The Rust Belt peaked in the 1950s, at one point accounting for as much as 45 percent of the United States' overall economy. During this period, over 50 percent of industrial workers worked in the Rust Belt and the unemployment rate declined annually.
Since its peak in 1979, US manufacturing employment has declined, mostly caused by higher manufacturing productivity. Manufacturing employment losses could be explained by low-cost production abroad, and a natural evolution in response to globalization. But in reality, job losses give President Trump an excuse to impose tariffs.
In China, growth is set to soften somewhat in 2018, as exports ease and investment slows. Infrastructure investment, a major growth driver in recent years, is projected to slow further.
All observed problems have been discussed by scholars, business people, but there is no policy solution yet. In a lose-lose scenario, unfortunately, two countries may be sucked into a protectionist spiral, unwilling to make concessions. In this case, both will be forced to deal with the poor consequences of not reaching an agreement.
The consequences we can see may include: upcoming global growth projection might be somewhat less enthusiastic, Chinese and Americans are highly likely to get hurt and have to pay more for buying thing, Chinese small business will be more difficult to survive, meanwhile, industrial workers in the Rust Belt can never get their original jobs back.
It isn't just an economic loss, it's also political, President Trump may lose American people's supports, especially with the 2018 midterm elections coming.
Second, a win-win scenario, both parties end up, at a minimum, within their target ranges. This could simply be reaching a fair middle ground that both parties benefit from.

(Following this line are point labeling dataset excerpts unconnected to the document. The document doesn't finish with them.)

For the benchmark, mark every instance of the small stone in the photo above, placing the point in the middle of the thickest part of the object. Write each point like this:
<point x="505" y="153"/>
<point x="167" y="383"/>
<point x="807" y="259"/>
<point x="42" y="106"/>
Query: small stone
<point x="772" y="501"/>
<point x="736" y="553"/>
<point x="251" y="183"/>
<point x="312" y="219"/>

There is only one consequence of tit-for-tat tariffs, that is lose-lose. The priority goal of the coming talk should be tariffs.
I think China has an incentive to negotiate, at least to stop the next round tariff using. For Trump's negotiation team, at least, they have to understand that tariffs are not the right weapon to fight, Americans who voted for Trump likely will feel pain if 200 billion US dollars tariffs become true.
That's especially true for low-income Americans who spend a higher share of their paychecks on goods and often buy the cheapest products, Americans that Trump often thinks of as his political base.
Then, if the negotiation can go to real trade issues, it will be better. It is necessary for two nations to create a rule-based economic environment, and focus on long-term issues.
Third, win more lose less scenario. Some American scholars have argued that the "winner takes all" design is unfair, and that the United States' preservation of its imperial status will one day be its downfall. This concept was coined the "backfire effect," where persistence is met with resistance. I have to say that win more lose fewer values are in relation to a realistic environment.
In a short time, President Trump may have the advantage to win more, since China is not so powerful like the States and China does not want to be involved into a trade war, more likely wants to negotiate.
China is prepared to ease market access for the US companies. If Trump gets those kinds of concessions, he would be able to say he was a winner.
However, in the long run, China will win more since China is too big to fall, Chinese leaders have stable political support domestically.